What can Pakistan do?
Pakistan has disputes with India. India is in the process of a big military build-up placing orders for costly state of the art weapons systems. Naturally this worries Pakistan. But worries must not lead to paranoia. What is needed is to act rationally to deal with the situation.
On Saturday Sartaj Aziz sounded alarmed over ‘nuclearisation’ of Indian Ocean. This is just one part of India’s militarisation.
With forex reserves of over $367 billion in 2016 and a big reservoir of scientific and technological manpower, India can offer to buy 200 F-16s or a similar number of Gripen E fighters if Lockheed Martin or the Swedish defence giant Saab is willing to produce them jointly inside India. India has also successfully test fired its homemade interceptor missile. India cal do all this because compared to Pakistan, it has a much larger economy and a higher growth rate during the last three years hovering between 7.3 pc to 8.4 pc. Pakistan has a much smaller economy where growth rate has slowly risen from 3.65 to 4.25 over the same period.
There are things that Pakistan can do to secure its defence with whatever weaponry it possesses. To start with it needs to complete the CPEC on time ensuring consensus of the provinces so that hundreds of cargo laden vehicles start plying daily to and from Gawadar port. Pakistan should invite more countries to join CPEC. This would ensure that several nations have stake in peace in the region. Pakistan needs to particularly improve its ties with Afghanistan and Iran and develop closer relations with Russia.
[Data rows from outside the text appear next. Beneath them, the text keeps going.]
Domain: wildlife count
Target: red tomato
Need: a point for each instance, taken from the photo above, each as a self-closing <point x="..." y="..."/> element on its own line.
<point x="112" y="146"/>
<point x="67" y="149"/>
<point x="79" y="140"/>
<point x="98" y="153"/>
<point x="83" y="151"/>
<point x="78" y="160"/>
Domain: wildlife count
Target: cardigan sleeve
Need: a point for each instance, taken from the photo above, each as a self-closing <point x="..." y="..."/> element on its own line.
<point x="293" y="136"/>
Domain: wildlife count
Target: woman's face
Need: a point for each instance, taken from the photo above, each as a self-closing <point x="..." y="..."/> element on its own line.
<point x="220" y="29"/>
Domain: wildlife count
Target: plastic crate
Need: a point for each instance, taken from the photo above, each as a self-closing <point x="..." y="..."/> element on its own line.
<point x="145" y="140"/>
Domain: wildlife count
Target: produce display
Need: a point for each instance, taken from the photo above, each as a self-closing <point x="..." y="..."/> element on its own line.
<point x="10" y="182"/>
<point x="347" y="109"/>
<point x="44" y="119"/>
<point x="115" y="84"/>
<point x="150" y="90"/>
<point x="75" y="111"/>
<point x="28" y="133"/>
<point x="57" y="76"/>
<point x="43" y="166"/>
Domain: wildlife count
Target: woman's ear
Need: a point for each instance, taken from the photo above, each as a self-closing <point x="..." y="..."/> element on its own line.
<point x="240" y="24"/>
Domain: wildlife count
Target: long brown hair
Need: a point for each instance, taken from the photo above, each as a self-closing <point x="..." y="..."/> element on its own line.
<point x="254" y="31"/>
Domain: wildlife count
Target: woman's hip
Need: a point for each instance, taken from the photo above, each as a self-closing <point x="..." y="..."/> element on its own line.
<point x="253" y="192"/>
While doing this it should maintain good relations with the US. Pakistan would not then be alone in case of aggression against it.
The best guarantee against the enemy is the nation’s internal strength. A war can destroy a country’s infrastructure but if the nation possesses a reservoir of scientists, engineers and technical manpower combined with enterprising people it can rebuild all over again whatever has been destroyed. To strengthen its defence Pakistan has therefore to invest much more in education and manpower training than it is presently doing.